Women in Politics: Is 2016 a special moment?

With two women running for president, it’s natural to ask whether we’re at a special moment in the country’s political history. Political scientist Kathleen Dolan specializes in the role of women in politics, and she shared her thoughts about the past, present and likely future of American women who run for elected office.

George McGovern famously said it would be easier to elect a black man president than a white women. We’ve elected a black man…

And we may elect a woman. We will have to see. But it is important to keep in mind that Hillary Clinton didn’t lose the Democratic nomination in 2008 because she was a woman. There were lots of traditional political influences at work – alongside the race and sex of the candidates – that shaped that election.

With regard to electing a woman president, one important explanation is the “pipeline” theory of candidacy. In general, successful presidential candidates are people who have served either in the U.S. Senate or as governors, and who served in lower state offices prior to that. While we’ve had – and have – women in those offices, there haven’t been as many of them as there have been men and they haven’t been serving as long. So to have more credible women candidates for president, we need more women with experience as senators or governors.

Do we have enough women running for office?

Roughly 20 percent of candidates for Congress are women – 65 percent of women candidates are Democrats, by the way – and 20 percent of U.S. representatives are women. If 20 percent of the candidates are women, you can’t expect them to be 50 percent of the body.

The pipeline will continue to be disproportionately male until more women become candidates.

This isn’t just a gender phenomenon: We don’t see a lot of African Americans in these higher offices, and it may be some time before the country elects another black person as president.

Similarly if Clinton is elected, it’s probably going to be a while before another woman is elected. There just aren’t as many women in the pipeline.

Other nations have elected women to their highest offices: Indira Ghandi, Margaret Thatcher, Angela Merkel – Golda Meir, a UWM graduate. What makes the U.S. different?

There are some important structural features operating here.

First is our presidential system. Many other countries use a parliamentary system for selecting their leaders. In the U.S., you vote for a person, whereas in England and Germany for example, people vote for a party, which then choses its leader. The leader of the ruling party serves as the prime minister.

Secondly, in the U.S. individuals run in winner-take-all elections, while many other countries use proportional representation. If you think of our House of Representatives, the members are elected one by one by one. If we elected our U.S. representatives in a proportional system, people would vote for either the Democrats or the Republicans and if the Republicans got 55 percent of the votes, they get 55 percent of the seats in the legislature – but the parties would have lot more choice about who the office holders were.

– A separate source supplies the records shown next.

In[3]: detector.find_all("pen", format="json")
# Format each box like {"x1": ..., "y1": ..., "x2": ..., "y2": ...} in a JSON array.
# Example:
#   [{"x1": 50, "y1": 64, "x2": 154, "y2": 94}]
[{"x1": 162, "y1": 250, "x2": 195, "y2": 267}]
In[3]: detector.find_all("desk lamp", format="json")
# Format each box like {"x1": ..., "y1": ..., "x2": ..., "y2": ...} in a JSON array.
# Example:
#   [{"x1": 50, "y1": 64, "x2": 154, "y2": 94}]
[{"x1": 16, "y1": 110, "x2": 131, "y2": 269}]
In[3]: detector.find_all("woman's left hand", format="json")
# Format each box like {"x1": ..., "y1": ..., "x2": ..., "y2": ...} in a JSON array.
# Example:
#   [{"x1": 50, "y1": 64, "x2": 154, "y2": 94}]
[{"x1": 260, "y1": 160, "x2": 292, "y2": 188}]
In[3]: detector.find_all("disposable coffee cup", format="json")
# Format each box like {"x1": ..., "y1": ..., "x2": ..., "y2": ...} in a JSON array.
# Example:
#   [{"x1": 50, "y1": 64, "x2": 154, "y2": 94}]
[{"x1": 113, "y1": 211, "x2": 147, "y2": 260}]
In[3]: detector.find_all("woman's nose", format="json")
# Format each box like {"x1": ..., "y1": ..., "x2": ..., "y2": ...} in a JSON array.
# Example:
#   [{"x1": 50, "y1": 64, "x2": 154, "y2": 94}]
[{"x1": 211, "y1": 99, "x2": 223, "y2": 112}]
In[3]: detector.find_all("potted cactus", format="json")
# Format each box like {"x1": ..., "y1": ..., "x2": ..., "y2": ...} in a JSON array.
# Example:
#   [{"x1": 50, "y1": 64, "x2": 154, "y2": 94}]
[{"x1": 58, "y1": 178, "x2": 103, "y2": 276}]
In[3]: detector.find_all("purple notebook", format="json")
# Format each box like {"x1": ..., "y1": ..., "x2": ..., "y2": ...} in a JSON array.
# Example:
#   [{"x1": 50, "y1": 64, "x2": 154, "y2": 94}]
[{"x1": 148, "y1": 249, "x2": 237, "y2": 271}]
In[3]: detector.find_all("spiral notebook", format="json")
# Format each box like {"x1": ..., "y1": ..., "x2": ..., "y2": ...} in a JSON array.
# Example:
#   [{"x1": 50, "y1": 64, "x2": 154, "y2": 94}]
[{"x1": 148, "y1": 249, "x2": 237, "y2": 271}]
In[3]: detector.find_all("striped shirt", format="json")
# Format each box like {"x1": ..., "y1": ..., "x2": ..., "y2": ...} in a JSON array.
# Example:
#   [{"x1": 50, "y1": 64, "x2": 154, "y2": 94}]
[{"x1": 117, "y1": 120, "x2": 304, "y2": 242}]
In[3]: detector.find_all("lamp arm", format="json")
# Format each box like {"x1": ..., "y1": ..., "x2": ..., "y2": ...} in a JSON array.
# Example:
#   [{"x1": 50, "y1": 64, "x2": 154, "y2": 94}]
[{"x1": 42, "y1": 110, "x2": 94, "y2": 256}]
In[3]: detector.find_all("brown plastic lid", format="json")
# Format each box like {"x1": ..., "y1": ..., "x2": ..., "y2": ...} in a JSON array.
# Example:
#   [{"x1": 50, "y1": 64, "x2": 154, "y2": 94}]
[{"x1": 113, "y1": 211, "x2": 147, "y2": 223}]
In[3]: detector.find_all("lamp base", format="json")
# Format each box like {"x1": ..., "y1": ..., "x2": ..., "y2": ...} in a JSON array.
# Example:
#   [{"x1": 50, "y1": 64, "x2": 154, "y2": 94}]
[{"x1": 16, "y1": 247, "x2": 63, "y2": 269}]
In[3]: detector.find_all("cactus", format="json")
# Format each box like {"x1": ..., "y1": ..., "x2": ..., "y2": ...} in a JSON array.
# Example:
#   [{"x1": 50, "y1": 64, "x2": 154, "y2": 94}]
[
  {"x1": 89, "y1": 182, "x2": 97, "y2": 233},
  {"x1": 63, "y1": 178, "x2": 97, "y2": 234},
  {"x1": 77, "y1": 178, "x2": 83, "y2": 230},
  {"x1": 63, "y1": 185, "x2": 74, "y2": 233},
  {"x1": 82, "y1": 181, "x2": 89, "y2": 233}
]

So in proportional systems, women can get a lot more representation because it’s a smaller number of people who have to be convinced that women are viable candidates. The parties wouldn’t have to rely on voters in 435 districts around the country being on board with voting for more women.

For example, Margaret Thatcher was very much a self-starter and very political, and she fought a hard-fought campaign to become the prime minister. But once the conservatives won the election, she only had to get about 40 party members to support her for prime minister. That’s very different from Hillary Clinton having go around to 50 different states and win primaries in all of those states and gather the delegates. It’s just a fundamentally different exercise.

Finally, a lot of other countries have quota systems, in which a certain percentage of candidates have to be women. The quotas are set by law; a party can’t run in an election if they don’t meet the quotas.

This last feature suggests a cultural element.

Cultural and psychological. It’s interesting that women are much less likely to see their own characteristics as qualifications for politics, and men are much more likely to see themselves as having the right qualifications and experiences for politics. Women recognize the same qualifications in themselves as their male counterparts, but they weight them differently than men.

Now, we see that when women are approached and asked to run for office, they are much more likely to do it. That suggests that a quota system might have an impact: It motivates the parties to find female candidates.

There’s another cultural factor – one of the things we know is that until very recently American women tended to start their political careers at an older age than men. So they have had less time to progress in a political career.

We do see younger women starting to run for office now, which mirrors gender changes in American families.

We’ve been talking about women as candidates, but what about women voters?

Lots of people assume that women vote for women because of some shared gender identity. There is no evidence to support that. Now, the vast majority women who run for office in the United States run as Democrats, and women voters are more likely to be Democrats than Republicans. So it might look like more women are voting for Hillary, but that won’t be because they are women, it’s because they are more likely to vote for Democrats.

Hillary Clinton has an excellent chance of winning the Democratic nomination. But if she does, it will be because she is able to convince men and women to vote for her. She will not be elected simply because of the votes of Democratic women.